CommenTerry: Volume Sixty-One | Eastern North Carolina Now

    Publisher's note: The author of this post is Dr. Terry Stoops, who is the Director of Education Studies for the John Locke Foundation.

The school crime problem and the school choice solution


    Today, the National Center for Education Statistics (NCES) released Indicators of School Crime and Safety: 2014, a report that assembles data from a variety of sources to assess the relative safety of public schools in each state.

    In 2013, 6.9 percent of public high school students in North Carolina reported being threatened or injured with a weapon on school property at least one time during the previous 12 months. A number of other states in the South, including Tennessee, Mississippi, and Louisiana, reported much higher rates. Additionally, around one in five North Carolina students said that they were bullied on school property in 2013.

    The presence of illegal drugs continues to be an issue in America's public schools. Nearly one quarter of high school students reported that illegal drugs were made available to them on school property. The percentage of public high school students who reported using marijuana at least one time during the previous month was a 23 percent. Shockingly, 32 percent of North Carolina students reported using alcohol during the same period.

    The most disturbing statistic is the percentage of teachers who agreed that student misbehavior and student tardiness and class cutting interfered with their teaching. Although the data are somewhat dated, 40 percent of North Carolina teachers reported that student misbehavior interfered with their teaching. Another 37 percent identified student tardiness and class cutting as a problem. Both percentages are consistent with the national average.

    The only bright spot was that there were very few reported firearms incidents at North Carolina public schools. Only 11 cases were reported in 2013. Our state's incident to student ratio, 0.7 incidents per 100,000 students, was one of the lowest in the nation.

    Threats, bullying, illegal drugs, and disruptive students in public schools are a few of the many reasons why school choice is thriving in North Carolina and beyond. Obviously, charter and private schools are not immune from school crime and violence, but incidents appear to be less prevalent than in district schools.

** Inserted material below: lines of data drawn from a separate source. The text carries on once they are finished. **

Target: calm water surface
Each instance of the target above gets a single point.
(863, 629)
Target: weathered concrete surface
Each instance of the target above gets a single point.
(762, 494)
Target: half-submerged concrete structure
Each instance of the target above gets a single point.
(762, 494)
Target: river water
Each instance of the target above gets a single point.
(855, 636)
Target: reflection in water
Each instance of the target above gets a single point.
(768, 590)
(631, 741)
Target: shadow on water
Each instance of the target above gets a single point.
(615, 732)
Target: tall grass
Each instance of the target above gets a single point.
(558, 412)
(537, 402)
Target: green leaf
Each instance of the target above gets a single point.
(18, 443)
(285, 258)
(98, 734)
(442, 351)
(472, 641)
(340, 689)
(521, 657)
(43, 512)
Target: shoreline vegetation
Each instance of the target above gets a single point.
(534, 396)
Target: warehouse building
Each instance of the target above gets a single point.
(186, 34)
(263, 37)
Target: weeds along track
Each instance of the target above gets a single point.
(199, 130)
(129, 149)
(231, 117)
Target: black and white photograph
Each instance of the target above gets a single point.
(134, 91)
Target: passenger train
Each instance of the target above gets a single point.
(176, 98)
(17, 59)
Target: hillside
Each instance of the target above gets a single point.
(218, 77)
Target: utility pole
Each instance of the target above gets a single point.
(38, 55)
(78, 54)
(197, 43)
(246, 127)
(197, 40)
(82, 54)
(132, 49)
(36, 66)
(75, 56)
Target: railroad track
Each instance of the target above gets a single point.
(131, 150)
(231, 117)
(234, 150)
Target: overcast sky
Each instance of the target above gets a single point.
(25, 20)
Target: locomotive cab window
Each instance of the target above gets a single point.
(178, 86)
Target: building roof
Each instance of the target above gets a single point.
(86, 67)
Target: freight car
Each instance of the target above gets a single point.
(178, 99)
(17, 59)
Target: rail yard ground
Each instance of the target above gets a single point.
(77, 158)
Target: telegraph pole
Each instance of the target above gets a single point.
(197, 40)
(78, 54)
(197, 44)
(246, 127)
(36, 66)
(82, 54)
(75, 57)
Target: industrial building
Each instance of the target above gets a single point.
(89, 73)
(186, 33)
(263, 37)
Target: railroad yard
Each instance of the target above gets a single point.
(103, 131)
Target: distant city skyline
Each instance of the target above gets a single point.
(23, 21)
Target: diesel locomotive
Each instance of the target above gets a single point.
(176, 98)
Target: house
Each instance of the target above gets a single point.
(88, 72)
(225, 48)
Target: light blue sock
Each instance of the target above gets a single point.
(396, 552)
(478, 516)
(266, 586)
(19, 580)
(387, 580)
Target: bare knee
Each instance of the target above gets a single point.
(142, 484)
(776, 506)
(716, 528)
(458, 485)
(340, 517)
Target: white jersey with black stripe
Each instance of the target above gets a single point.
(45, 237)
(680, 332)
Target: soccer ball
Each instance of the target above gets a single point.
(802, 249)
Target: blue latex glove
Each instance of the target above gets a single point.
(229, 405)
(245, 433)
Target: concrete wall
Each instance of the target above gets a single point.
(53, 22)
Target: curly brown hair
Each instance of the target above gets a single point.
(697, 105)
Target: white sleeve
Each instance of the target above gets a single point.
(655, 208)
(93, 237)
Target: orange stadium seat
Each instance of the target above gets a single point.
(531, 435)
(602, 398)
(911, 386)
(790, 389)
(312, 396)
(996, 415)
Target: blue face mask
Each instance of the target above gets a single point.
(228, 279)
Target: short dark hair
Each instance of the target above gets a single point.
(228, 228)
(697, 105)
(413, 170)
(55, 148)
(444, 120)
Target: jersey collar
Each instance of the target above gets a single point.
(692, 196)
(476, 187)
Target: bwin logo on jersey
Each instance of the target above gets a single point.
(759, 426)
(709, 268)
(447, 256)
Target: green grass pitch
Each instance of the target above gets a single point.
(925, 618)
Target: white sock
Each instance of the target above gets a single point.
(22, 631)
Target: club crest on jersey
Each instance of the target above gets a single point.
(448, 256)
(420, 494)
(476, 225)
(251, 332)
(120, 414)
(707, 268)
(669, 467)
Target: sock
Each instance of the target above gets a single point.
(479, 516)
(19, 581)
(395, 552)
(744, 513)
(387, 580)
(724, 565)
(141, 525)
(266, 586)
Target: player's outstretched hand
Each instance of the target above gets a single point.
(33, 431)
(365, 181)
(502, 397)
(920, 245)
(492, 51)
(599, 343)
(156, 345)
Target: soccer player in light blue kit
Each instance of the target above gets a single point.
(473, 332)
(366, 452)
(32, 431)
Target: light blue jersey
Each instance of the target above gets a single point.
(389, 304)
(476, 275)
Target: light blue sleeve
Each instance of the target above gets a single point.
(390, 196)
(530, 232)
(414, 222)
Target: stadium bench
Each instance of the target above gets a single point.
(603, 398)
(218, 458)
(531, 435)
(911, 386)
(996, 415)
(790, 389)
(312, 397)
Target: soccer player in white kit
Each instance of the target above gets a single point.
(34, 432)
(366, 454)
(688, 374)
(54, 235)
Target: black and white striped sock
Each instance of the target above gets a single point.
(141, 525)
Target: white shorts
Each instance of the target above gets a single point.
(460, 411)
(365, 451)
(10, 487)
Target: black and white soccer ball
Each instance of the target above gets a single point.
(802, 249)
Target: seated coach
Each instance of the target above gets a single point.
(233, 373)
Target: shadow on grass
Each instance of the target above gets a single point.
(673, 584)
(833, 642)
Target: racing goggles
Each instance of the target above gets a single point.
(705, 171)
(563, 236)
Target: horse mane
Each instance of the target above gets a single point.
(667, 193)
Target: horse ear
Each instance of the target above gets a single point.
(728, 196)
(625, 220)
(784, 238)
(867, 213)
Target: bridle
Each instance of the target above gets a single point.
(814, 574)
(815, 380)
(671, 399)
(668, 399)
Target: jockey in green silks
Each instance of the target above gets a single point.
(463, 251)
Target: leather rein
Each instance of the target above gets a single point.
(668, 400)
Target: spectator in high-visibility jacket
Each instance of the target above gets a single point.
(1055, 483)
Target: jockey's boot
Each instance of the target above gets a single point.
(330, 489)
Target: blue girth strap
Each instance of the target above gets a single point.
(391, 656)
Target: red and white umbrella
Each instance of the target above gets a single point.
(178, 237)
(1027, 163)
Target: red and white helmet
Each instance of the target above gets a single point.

In fact, the NCES's 2012 Parent and Family Involvement in Education Survey (PFI-NHES) found that parents of children who attended a public school of choice or private school were more likely to be very satisfied with the order and discipline at their school compared to parents of assigned public school children.

    Furthermore, an increasing number of parents are removing their children from potentially harmful school environments by choosing homeschooling. According to the 2007 PFI-NHES, 21 percent of parents chose to homeschool their children out of concern for the school environment, which was second only to the 36 percent of home educators who wanted to provide their children religious or moral instruction.

    It is despicable that district schools force mainly low and middle class children, who have been victimized in their assigned school, to remain in that environment. Give those parents options so that their children have an opportunity to focus on learning, not looking over their shoulder.

Acronym of the Week

    NCES — National Center for Education Statistics

Quote of the Week

    "Yeah, how about it, teach? You got a big mouth. Tell me to do this, do that. Are you big enough to take me to the principal's office? Because that's what you're gonna have to do. Take me. So, come on! Take me! Come on!"